The outbreak, the worst for the disease in city history, killed 12 people and sickened more than 120, according to health officials.
After rigorous testing & verification, we now know that 20+ Legionella samples matched the strain found at the Opera House Hotel.— Dr. Mary Bassett (@DrMaryTBassett) August 20, 2015
“After extensive review and coordination of laboratory data at the city, state and federal levels, we have identified the source of the outbreak in the South Bronx — the Opera House Hotel’s cooling tower,” city Health Commissioner Mary Bassett said.
“We eliminated the danger posed by the Opera House Hotel’s cooling tower as soon as it tested positive for disease-causing legionella."
Inadequate maintenance and inadequate levels of biocide in the cooling tower may have contributed to the hotel being the source, according to the Health Department.
The Opera House Hotel management said the news was "disappointing" but applauded city and state health officials for keeping staff informed over the past 10 days, a marked difference in tone from their earlier criticism of the way the city handled the outbreak.

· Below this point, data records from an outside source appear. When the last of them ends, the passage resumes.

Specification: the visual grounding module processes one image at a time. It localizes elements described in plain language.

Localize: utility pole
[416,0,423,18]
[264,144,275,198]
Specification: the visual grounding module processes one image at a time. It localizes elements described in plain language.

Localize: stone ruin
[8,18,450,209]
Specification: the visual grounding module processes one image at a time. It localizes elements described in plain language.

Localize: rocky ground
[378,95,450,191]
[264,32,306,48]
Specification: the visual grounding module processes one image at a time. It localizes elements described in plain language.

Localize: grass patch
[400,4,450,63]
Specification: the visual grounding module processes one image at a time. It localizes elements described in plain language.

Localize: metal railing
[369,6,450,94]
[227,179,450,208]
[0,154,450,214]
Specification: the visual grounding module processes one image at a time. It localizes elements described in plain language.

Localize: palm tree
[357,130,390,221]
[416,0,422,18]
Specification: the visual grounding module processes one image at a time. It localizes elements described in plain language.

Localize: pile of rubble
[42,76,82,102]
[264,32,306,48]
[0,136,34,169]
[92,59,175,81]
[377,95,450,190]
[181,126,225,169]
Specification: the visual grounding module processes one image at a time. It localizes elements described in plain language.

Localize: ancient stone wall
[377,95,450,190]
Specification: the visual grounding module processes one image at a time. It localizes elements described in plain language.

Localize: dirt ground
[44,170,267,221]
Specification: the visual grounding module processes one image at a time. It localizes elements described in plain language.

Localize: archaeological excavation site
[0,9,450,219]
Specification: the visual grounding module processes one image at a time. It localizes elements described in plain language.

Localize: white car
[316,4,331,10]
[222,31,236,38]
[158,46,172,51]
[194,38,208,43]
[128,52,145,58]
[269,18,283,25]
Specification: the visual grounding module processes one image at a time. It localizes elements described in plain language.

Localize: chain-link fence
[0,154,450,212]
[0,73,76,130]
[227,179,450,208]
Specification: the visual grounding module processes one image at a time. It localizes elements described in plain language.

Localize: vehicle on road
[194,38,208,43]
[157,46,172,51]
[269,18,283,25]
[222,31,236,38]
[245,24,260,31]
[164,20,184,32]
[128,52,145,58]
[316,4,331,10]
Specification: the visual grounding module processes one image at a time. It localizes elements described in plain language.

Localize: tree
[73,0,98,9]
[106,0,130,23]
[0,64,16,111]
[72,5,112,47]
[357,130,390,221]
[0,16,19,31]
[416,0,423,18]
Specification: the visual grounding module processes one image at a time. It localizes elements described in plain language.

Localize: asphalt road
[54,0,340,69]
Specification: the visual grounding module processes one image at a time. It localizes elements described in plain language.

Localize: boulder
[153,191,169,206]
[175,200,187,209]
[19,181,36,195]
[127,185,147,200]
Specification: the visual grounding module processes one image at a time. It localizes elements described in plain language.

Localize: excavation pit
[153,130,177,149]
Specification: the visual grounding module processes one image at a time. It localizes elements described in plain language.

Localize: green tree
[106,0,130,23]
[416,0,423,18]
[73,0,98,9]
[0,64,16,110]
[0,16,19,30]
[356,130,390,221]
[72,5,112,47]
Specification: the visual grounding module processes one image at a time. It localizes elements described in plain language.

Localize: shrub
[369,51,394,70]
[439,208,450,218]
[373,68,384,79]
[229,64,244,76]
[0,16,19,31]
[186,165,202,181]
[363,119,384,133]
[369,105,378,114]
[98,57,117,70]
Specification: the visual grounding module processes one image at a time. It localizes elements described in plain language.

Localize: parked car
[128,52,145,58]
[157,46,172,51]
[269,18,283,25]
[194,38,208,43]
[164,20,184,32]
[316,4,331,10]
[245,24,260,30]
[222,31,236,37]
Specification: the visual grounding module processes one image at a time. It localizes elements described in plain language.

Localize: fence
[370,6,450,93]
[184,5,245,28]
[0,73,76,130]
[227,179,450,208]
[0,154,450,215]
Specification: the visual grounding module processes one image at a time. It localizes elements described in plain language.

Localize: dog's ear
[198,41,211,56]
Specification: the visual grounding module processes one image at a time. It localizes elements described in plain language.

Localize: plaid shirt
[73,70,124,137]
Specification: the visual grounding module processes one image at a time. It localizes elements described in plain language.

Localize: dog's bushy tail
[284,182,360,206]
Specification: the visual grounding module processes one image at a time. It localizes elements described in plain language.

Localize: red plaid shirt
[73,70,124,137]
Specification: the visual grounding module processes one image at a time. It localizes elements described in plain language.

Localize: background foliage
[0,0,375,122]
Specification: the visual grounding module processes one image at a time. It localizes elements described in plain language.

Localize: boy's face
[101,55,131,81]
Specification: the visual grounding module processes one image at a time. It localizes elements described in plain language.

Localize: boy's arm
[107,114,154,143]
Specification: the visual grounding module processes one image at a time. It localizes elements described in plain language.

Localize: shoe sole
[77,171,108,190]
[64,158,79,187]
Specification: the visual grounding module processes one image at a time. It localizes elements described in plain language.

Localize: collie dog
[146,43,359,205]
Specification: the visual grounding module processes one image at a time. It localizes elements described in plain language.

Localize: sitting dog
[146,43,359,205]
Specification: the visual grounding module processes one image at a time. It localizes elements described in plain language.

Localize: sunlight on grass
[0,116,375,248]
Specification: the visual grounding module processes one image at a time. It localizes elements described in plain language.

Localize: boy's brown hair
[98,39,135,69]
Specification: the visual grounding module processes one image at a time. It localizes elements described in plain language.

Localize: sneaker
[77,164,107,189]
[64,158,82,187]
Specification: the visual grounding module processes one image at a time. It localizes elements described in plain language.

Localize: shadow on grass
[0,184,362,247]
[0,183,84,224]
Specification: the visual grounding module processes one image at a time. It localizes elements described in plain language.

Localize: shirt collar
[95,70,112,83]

"It’s particularly disappointing because our system is two years old, has the most up-to-date technology available and our maintenance plan has been consistent with the regulations that both the city and the state are putting in place," according to a statement. "We have worked closely with both the city and the state since this issue first arose and have done everything requested to address the situation."
Going forward, the hotel plans to test its cooling tower every 30 days when it is in use.
The Opera House Hotel, located at 436 East 149th Street, was one of five initial sites that the city had identified as being infected with legionella, along with Lincoln Hospital, Streamline Plastic Co., the Concourse Plaza complex and a Verizon office building.
The outbreak officially began on July 10, although James Rouse, a music teacher who worked in the South Bronx, passed away from the disease back in April, leading family members to criticize the city for not doing more to investigate his death.
The last reported case of someone becoming sick from the disease was Aug. 3, officials said.
Mayor Bill de Blasio signed legislation into law on Aug. 18 requiring buildings to register cooling towers and clean them quarterly.